The dangers of permitting ChatGPT in a classroom environment are plentiful. Because the AI risks spreading misinformation, many people, as Mx. Hansberry said, “don’t have the tools they need to evaluate if what the AI is giving them is a good thing or not.”

Upper School history teacher Greg Gaczol also has concerns about this new technology. “I’m concerned as a history teacher because a lot of what we do in history classes is we try to teach building skills that will lead students to analyze things on their own, come to their own interpretations, [and] understand multiple perspectives; a lot of these nuanced skills that are not easy to pick up and are not just Google-able. I’m worried that, at least from a writing perspective, what AI programs are doing is—I don’t even want to call it cheating right off the bat—but it’s shortcutting, and it’s taking away from the process of how to get to certain answers.”

Yet, ignoring ChatGPT comes with its respective dangers. As Mr. Gaczol said, “Students are looking for programs that help them come up with ideas or enhance their writing abilities and things of that nature, so we can’t just pretend it doesn’t exist.”

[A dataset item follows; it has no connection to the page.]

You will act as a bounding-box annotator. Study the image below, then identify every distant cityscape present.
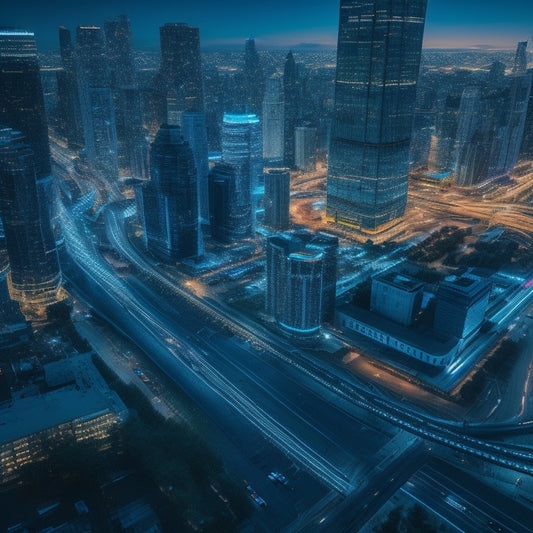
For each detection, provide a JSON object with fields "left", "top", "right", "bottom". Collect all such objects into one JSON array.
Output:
[{"left": 0, "top": 0, "right": 533, "bottom": 533}]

Upper School English teacher Brandon Woods said, “We can’t stop people from using it, but just like a calculator, just like the Grammarlys of the world, we have to figure out how we incorporate this into our instruction. [That] might mean more in-class writing, just so we get the sense of an authentic piece of writing from a student. That might change our assessments [or] our daily workflow.”

However, chances are incorporating this technology into the classroom will be quite the process. As freshman Ralu Nzelibe said, “I think it’s got a long way to go before it’s reliable enough that teachers like using it in classrooms.”

Mr. Woods said, “We have to feel really confident in the way we’re using standards-based assessment, then we can start thinking about ‘how can we incorporate this new tool?’” The evolution of standards-based grading has been its own journey at Latin; the implementation of AIs like ChatGPT into Latin’s curriculum could be similarly complicated.

And yet, with enough time and collaboration, learning to navigate ChatGPT could be a part of education in the future. Mr. Gaczol said, “You can give anybody a particular tool, and if they don’t know how to use it, that tool ends up being worthless.” The challenge, then, is finding a way to teach students to analytically and appropriately use ChatGPT.

Students and educators, however, are still in the process of addressing that challenge, meaning the liminal period between the release of this technology and its integration into the classroom hasn’t yet ended. As Mr. Woods said, “This is a new tool that’s going to make writing look very different than in the past.”